Framing Your Weeks
There are maybe four writers who give me conflicting feelings. I read their stuff and simultaneously think “I love this so much” and “I’m so jealous I didn’t write this.”
Tim Urban’s the OG of the list.
He wrote a post a few years ago visualizing a life in weeks, and the framing + visual has stuck with me. We’ll use a similar framing below.
Our founders struggle with time. It’s hard to find time to work on your startup, and, once you do, it’s hard to figure out what to use that precious time for.
Last week during 1x1s I heard, four times, “I just don’t know where my time went.” So, with a little help from Tim’s visual framing, let’s look at your weeks.
Here’s a week. Each circle represents an hour. You’ve got 168 of them.
We’ll start by assuming 8 hours of sleep a night. So, you’re down 56 (great) hours. Sleeping circles are probably the highest value circles you can have (although remember that’s coming from a guy with a toddler).
Next, we’ve got your day job. Let’s call that 40 hours, although your mileage may vary. These are useful circles — they pay the bills.
Next, we’ve got dedicated family and friends circles. Let’s say you get two of these a day, on average. That’s a great number.
Next, exercise. One hour a day would be great.
Finally, another 11 hours for meals outside of working hours.
OK! That was a lot of Canva circle filling — so, what’s the point?
The framing.
Every circle is an investment.
Because it helps me, I also think about every circle as a version of Brian and the impact that particular Brian makes on the overall version.
So, “Workout Brian” is great. He only needs one circle a day (out of 24). And with that circle, he creates enormous impact. Workout Brian makes me eat better, sleep better, feel better, look better, think clearer, live longer. Workout Brian is as additive as you can possibly get. Investing a circle a day in him is a no brainer. It’s criminal not to. If I spend 0.4% of my week working out (one circle a day), I’m helping myself dramatically.
Conversely, there’s Phone Brian. I didn’t fill in the circles, but pop open your phone, scroll to Screen Time, and look at your 7 day average. If it’s 4 hours a day, like most people, then you just invested 28 circles in Phone You.
Is Phone Brian a good investment?
Oh good heavens, no. Phone Brian is horrible to all the other Brian’s. Phone Brian makes overall Brian feel worse, disconnects me from reality, kills sleep, kills creativity. Phone Brian is a disaster. He steals and takes but gives nothing. When you see the circles he takes up, you realize he must be stopped.
You probably noticed something else from the circle visualization.
After all the essentials, there are still 40 circles left (not counting Phone time). 40 hours. That’s probably way more than you expected.
And, maybe your work’s a bit more demanding and you only have 30 circles leftover. Still!
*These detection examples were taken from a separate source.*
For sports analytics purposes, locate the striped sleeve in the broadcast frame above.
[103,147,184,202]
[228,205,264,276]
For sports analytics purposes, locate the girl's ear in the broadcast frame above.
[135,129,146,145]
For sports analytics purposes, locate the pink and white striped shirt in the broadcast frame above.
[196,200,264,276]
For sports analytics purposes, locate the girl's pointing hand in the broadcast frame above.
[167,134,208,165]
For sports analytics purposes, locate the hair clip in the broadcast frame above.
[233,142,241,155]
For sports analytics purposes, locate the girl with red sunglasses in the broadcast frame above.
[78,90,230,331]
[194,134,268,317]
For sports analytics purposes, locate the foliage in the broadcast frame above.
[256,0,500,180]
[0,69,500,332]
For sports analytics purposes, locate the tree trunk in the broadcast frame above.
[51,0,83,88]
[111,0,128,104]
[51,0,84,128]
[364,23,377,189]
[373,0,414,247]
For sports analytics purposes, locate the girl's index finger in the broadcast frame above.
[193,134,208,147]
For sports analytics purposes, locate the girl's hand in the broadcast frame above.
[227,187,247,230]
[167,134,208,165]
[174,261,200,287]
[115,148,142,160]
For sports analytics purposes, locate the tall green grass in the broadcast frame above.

You’ve got plenty of circles to invest.
The “investment” framing should help you decide how to use them.
Let’s say you decide to spend 8 circles a week on your startup. The goal is to invest in circles that’ll compound - that’ll make the biggest impact for the time spent.
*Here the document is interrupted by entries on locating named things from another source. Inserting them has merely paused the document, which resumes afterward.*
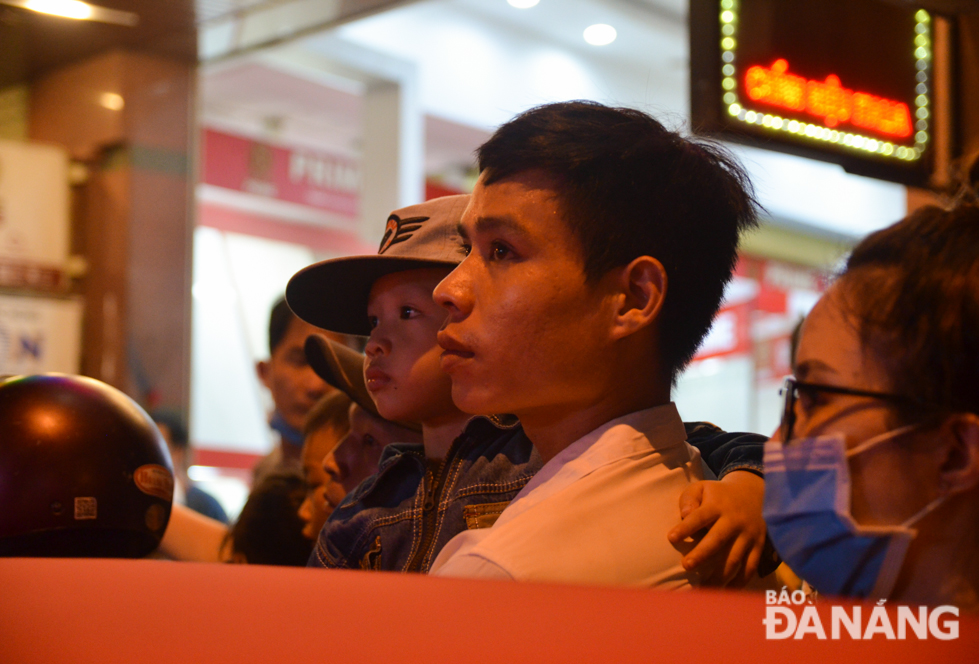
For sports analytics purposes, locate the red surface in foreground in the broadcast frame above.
[0,558,979,664]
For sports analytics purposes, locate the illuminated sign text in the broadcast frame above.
[744,59,912,138]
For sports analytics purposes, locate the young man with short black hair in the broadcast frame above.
[432,102,761,588]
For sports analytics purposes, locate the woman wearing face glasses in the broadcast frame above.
[765,193,979,611]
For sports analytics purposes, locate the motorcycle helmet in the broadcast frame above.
[0,374,174,558]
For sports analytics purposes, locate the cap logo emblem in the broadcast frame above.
[377,214,429,254]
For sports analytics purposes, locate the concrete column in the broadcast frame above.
[30,51,196,412]
[360,80,425,244]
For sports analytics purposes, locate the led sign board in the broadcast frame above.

For early stage folks, I think of circles in two ways - proactive and reactive. You’re either out finding new dots, or you’re spending time connecting them. Your differentiator, especially early, will be having different dots than everyone else. If you know stuff about customers no one else does, it’s simple to build something better than anyone else can.
So, invest your eight circles accordingly. Maybe five circles speaking with customers or building systems to get new dots, two circles on connecting those dots and one circle, one hour a week, just sitting at your desk with a blank piece of paper and no distractions putting it all together. You can hold one of your 168 for something that important.
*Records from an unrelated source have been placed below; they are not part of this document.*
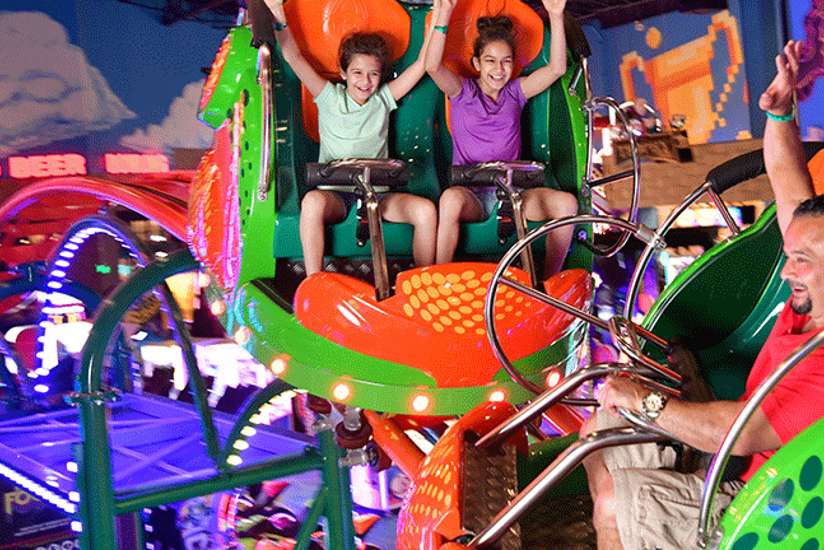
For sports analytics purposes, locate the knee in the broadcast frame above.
[300,191,328,219]
[412,198,438,228]
[438,189,464,223]
[557,192,578,218]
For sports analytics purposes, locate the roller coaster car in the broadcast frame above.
[188,0,604,416]
[397,143,824,550]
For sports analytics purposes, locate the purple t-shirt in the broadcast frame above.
[450,78,526,166]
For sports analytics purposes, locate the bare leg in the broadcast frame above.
[381,193,438,267]
[300,189,346,275]
[524,187,578,276]
[436,187,484,264]
[580,415,624,550]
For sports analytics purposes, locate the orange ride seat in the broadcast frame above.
[284,0,411,141]
[396,403,527,550]
[294,263,591,387]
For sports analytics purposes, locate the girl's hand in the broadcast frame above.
[543,0,566,15]
[263,0,286,23]
[758,40,801,115]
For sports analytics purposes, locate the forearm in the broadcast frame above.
[549,13,567,79]
[764,118,813,234]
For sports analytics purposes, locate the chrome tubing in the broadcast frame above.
[257,44,272,201]
[698,332,824,548]
[484,214,666,394]
[623,182,741,319]
[475,363,634,448]
[360,165,392,301]
[468,427,666,549]
[584,96,641,258]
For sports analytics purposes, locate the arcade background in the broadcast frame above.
[0,0,824,179]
You want your startup circles to be unique - to be spent on things other startups ignore. The hard stuff. Early on, that’s always the proactive stuff.
I always call the customer interview circles “Sherlock Brian,” because I’m a nerd. But it makes it fun. Investing eight hours a week in Sherlock Brian leads to enormous benefits with any business I ever work on. No one else spends that much time with customers. Sherlock Brian rivals Workout Brian for overall impact.
The other big impact for circle visualization for me is the “relax” circles - the time for doing things I truly enjoy. If I leave 10 hours for that, I should have plenty of time to watch shows I genuinely love like The Bear, or time to walk Rubes or read or extra time to read books to my son. That’s all great stuff.
If it feels like I don’t have time for that, I do an audit and see what’s stealing my quality off-time. Spoiler, it’s the phone.
You’ve got 168 circles a week. Invest them wisely.